Speelt uw katholieke achtergrond een rol van betekenis in uw werk?

“Tot op zekere hoogte wel. Ik zal bijvoorbeeld nooit een zwangerschapsonderbreking bagatelliseren. Maar soms wordt er bij een ongeboren kind een vreselijke afwijking ontdekt. In dat geval heb ik alle begrip voor ouders die voor abortus kiezen. Zelfs als die abortus tijdens het laatste trimester van de zwangerschap moet worden uitgevoerd.”

Tot slot: trekt u straks opnieuw naar uw geliefde Centrum voor Medische Genetica?

(glundert) “Já. Maar niet als diensthoofd. Die titel heb ik vier jaar geleden opgegeven, het zou ongepast zijn hem nu opnieuw op te eisen. Waarschijnlijk ga ik doctorandi begeleiden en nu en dan raadplegingen doen.”

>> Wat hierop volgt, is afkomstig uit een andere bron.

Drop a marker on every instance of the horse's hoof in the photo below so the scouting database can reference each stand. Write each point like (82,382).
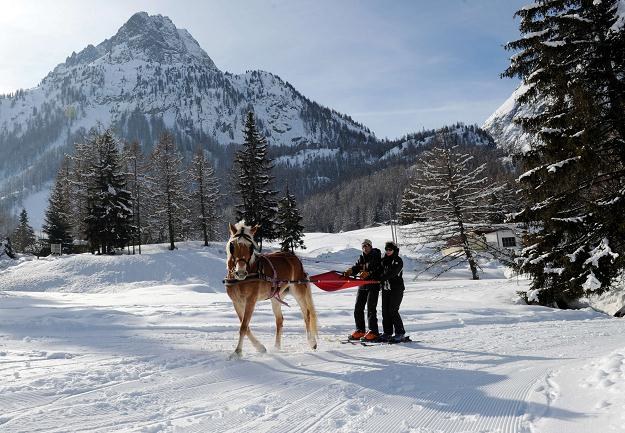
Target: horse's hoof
(234,355)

Is het een optie om vanaf oktober voltijds in zenmodus te leven?

“Nee. Ik wil niet van de ene extreme situatie naar de andere gaan. Er moet een overgangsperiode zijn. (lacht) Maar over een paar jaar kies ik allicht wel voor het dolce far niente. Ik heb de voorbije jaren soms gesnakt naar vrije tijd. Die ga ik mezelf in steeds grotere dosissen gunnen.”